1The First Clinical Medical College, Fujian Medical University, Fuzhou, Fujian, China
2Department of Cardiology, Affiliated Hospital of Putian University, Putian, Fujian, China
3Fujian Provincial Institute of Hypertension, the First Affiliated Hospital, Fujian Medical University, Fuzhou, Fujian, China
4Department of Cardiology, the First Affiliated Hospital, Fujian Medical University, Fuzhou, Fujian, China

Correspondence should be addressed to Dajun Chai; moc.621@iahcnujad, Feng Peng; ten.haey@uohzufgnepgnef, and Jinxiu Lin; nc.moc.liamdem@uixnijnil

Meijin Zhang and Liming Lin contributed equally to this work.

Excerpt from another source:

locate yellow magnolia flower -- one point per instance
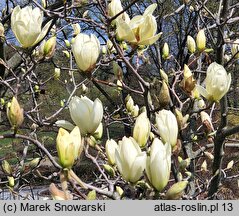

Received 24 October 2017; Revised 29 December 2017; Accepted 2 January 2018; Published 15 April 2018

Academic Editor: Eric E. Kelley

Copyright © 2018 Meijin Zhang et al. This is an open access article distributed under the Creative Commons Attribution License, which permits unrestricted use, distribution, and reproduction in any medium, provided the original work is properly cited.

Abstract

Background and aim. Upregulation of prolyl isomerase-1 (Pin1) protein expression and activity was associated with the pathogenesis of diabetic vasculopathy through induction of endothelial oxidative stress and inflammation. Moreover, VDR agonist protects against high glucose-induced endothelial apoptosis through the inhibition of oxidative stress. We aimed to explore the effects of the VDR agonist on diabetes-associated endothelial dysfunction and the role of Pin1 in this process. Methods. Streptozocin-induced diabetic mice were randomly treated with vehicle, VDR agonist (10 μg/kg/d, i.g., twice a week), or Pin1 inhibitor, Juglone (1 mg/kg/d, i.p., every other day), for eight weeks. In parallel, human umbilical vein endothelial cells (HUVECs) exposed to high-glucose condition were treated with 1,25-dihydroxyvitamin D3 and Juglone or vehicle for 72 hours. Organ chamber experiments were performed to assess endothelium-dependent relaxation to acetylcholine. Circulatory levels of Pin1, SOD, MDA, IL-1β, IL-6, and NO in diabetic mice, Pin1 protein expression and activity, subcellular distribution of p66Shc, and NF-κB p65 in high glucose-cultured HUVECs were determined. Results. Both VDR agonist and Juglone significantly improved diabetes-associated endothelial dysfunction and reduced high glucose-induced endothelial apoptosis. Mechanistically, the circulatory levels of SOD and NO were increased compared with those of vehicle-treated diabetic mice. Additionally, Pin1 protein expression and activity, p66Shc mitochondrial translocation, and NF-κB p65 in high glucose-cultured HUVECs were also inhibited by VDR agonist and Juglone. Knockdown of VDR abolished the inhibitory effects of VDR agonist on high glucose-induced upregulation of Pin1 protein expression and activity. Conclusions. VDR agonist prevents diabetic endothelial dysfunction through inhibition of Pin1-mediated mitochondrial oxidative stress and inflammation.